As a reader, one may be able to enjoy Lovecraft without agreeing with him. As a writer, though, one almost certainly won’t be able to produce meaningful, enduring, or even enjoyable Lovecraft-inspired work (for anyone other than white supremacists) without understanding the author’s underlying credo. In short, you can’t understand the artist without engaging the bigot. The title of Alison Sperling’s 2017 LARB review on Lovecraftian scholarship “Acknowledgment Is Not Enough” cuts more ways than one: it’s impossible to understand the writer’s intellectual roots and concerns, even his aesthetic, without tackling his mindset. It’s also become almost impossible to write well within Lovecraft’s Mythos without addressing what it was a myth of. Revisionism is not just The Right Thing, it’s also The Smart Thing.

You can’t understand Lovecraft’s conflation of personal miscegenation and hereditary flaws with outside threats, social decay, and vast panoramas of evolution across Deep Time without first understanding the turn-of-the-century traditions within mainstream experimental literature and polemical pseudo-scientific writing that influenced him. Lovecraft may have been a bizarre, original outlier in the context of 1920s horror or science fiction, but he was completely comprehensible (and even representative) within these older and larger traditions. Many other far-right literary figures on both sides of World War I share much of Lovecraft’s grab-bag of Symbolist, Decadent, Spenglerian, and world-weary fin-de-siècle values and tropes. Period clichés of Yellow Book dandyism and racial doomsaying abound in this context. D’Annunzio, Hamsun, and Jean Lorrain would all have recognized a kindred spirit in Lovecraft, and period readers of Max Nordau’s Degeneration and sponsors of the Race Betterment Foundation would recognize familiar ideas, thinly recast, in Lovecraft’s oeuvre.

https://lareviewofbooks.org/article/revising-lovecraft-the-mutant-mythos/
 
A nice turn of phrase or two from 'The Lurking Fear'

"a blasphemous abnormality from hell's nethermost craters" (I must memorize that one for the next swine that does anything at all to make my day less than perfect, hehe)

"I felt the strangling tendrils of a cancerous horror whose roots reached into illimitable pasts and fathomless abysms of the night that broods beyond time" (just because it uses the word 'abysms')

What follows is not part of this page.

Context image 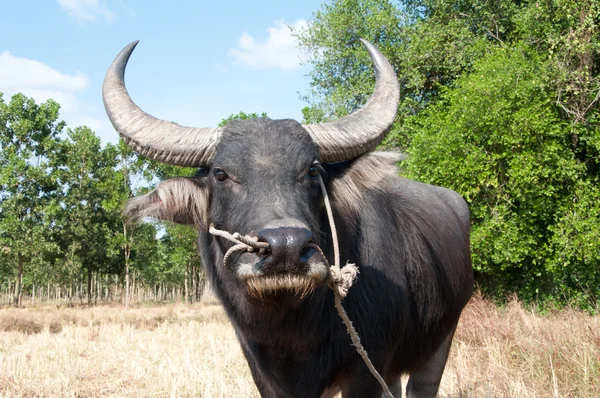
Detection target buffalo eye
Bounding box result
[213,167,229,181]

Every page has multiple lines to choose from.
 
Not to change the direction of the Lovecraft tread, however anyone have a Lovecraft favorite (story or movie). The Dunwich Horror was my favorite.
 
I think we are losing touch with how big and terrible it would be if Cthulhu woke up. It has been dumbed down in the internet age.

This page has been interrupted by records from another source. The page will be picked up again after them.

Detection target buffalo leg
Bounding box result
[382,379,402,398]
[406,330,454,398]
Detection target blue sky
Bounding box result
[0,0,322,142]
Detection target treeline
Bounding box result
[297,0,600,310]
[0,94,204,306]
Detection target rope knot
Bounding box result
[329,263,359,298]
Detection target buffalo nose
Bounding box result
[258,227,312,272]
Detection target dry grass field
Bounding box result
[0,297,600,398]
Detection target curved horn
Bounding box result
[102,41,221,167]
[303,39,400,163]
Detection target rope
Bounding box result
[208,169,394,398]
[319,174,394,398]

This being crossed nameless voids ffs. Now he looks like Elvis on a toilet.

That's a sketch by the author, what are we loosing touch with?

If you're talking about the kitsch/cute-ification of Cthulhu et al - i.e. the plush dolls, slippers etc, I agree, although I enjoy that stuff too.
 
Not to change the direction of the Lovecraft tread, however anyone have a Lovecraft favorite (story or movie). The Dunwich Horror was my favorite.
I really enjoyed The Dunwich Horror also. I'm talking about the story that is. There was also a movie made of it in the 1970's which I downloaded last week. But to my unhappy surprise and Dunwichian horror it turned out not to be The Dunwich Horror at all but a movie called Murders in the Rue Morgue. Herbert Lom and Jason Robards were in it (I forced myself to watch it and 'twas not the worst). Serves me right I suppose.